Does anybody know about the straightblast gym? How is it different fron Krav magna?


----------



## Aaron Little (Sep 2, 2004)

> Does anybody know about the straightblast gym?



Yes, I do.




> How is it different fron Krav magna?



There is really no similarity between the SBG and Krav Maga. As such the differences would be rather numerous. 

If you have a more specific question I would be glad to try and answer it for you.


----------



## chiro4 (Sep 2, 2004)

Ok. Please tell me how the training is different then krav maga?


----------



## Aaron Little (Sep 2, 2004)

That is really like asking how playing baseball is different from snow boarding. They are both physical activities but that is the end of any similarities.

Here is a link to a Q&A with the SBG founder Matt Thornton.
http://www.straightblastgym.com/page.asp?section=qa&parent=Press&session=

You should be able to find some answers there.

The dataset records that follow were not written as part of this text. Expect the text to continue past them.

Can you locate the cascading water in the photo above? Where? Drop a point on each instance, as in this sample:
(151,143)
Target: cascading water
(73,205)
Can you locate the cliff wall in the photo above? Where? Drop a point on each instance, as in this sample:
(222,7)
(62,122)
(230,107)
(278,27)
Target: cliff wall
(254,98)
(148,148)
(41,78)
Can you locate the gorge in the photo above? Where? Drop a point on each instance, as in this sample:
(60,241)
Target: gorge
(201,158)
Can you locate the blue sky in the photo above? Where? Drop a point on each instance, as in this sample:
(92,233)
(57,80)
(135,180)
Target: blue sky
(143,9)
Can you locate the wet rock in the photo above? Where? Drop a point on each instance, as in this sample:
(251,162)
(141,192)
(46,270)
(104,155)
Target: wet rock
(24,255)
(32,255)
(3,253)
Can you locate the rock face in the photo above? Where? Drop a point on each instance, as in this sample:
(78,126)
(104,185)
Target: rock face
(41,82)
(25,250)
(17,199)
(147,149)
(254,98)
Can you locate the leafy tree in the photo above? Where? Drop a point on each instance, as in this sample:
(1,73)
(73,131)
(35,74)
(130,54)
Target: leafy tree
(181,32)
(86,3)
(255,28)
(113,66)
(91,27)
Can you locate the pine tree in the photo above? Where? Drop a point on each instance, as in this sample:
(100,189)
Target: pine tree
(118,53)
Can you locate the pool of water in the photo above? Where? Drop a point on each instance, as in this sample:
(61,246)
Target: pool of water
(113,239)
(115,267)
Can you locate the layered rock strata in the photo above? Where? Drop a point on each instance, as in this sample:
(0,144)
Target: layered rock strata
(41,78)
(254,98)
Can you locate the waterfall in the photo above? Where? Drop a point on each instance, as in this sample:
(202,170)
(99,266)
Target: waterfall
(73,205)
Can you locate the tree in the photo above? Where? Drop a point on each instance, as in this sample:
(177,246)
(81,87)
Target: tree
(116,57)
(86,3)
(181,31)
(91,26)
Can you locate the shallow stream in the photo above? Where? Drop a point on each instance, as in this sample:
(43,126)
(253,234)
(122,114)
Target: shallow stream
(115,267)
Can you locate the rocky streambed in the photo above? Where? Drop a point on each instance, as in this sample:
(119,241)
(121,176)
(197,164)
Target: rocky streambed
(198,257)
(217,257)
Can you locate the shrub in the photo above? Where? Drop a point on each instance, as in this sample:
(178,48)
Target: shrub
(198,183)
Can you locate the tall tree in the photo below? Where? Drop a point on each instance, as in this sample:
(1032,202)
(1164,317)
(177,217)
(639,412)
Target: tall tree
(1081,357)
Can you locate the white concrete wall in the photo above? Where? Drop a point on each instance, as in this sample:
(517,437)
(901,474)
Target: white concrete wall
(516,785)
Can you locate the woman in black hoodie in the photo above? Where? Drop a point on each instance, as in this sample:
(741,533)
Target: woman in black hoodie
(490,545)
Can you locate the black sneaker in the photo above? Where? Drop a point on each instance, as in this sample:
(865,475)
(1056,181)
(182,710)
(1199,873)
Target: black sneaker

Are you trying to decide between an SBG school and a Krav Maga School?


----------



## chiro4 (Sep 2, 2004)

Yes I'm trying to decide which one to go to. thanks for your help


----------



## Aaron Little (Sep 2, 2004)

My experience with the SBG is certainly much deeper but I did teach a work shop at a Krav Maga school once.  Perhaps if you told me your goals in training I might be able to help.


----------



## chiro4 (Sep 2, 2004)

I did go to look at a krav maga class. I did not like the idea of signing a contract.  I just did not know if it was all marketing. It was a beginners class that they were hitting the heavy bag.  I also went to another place in my area that taught western boxing. I was very impressed. I have one more place to visit and that is a straight blast gym. My goal to find a place that I like.


----------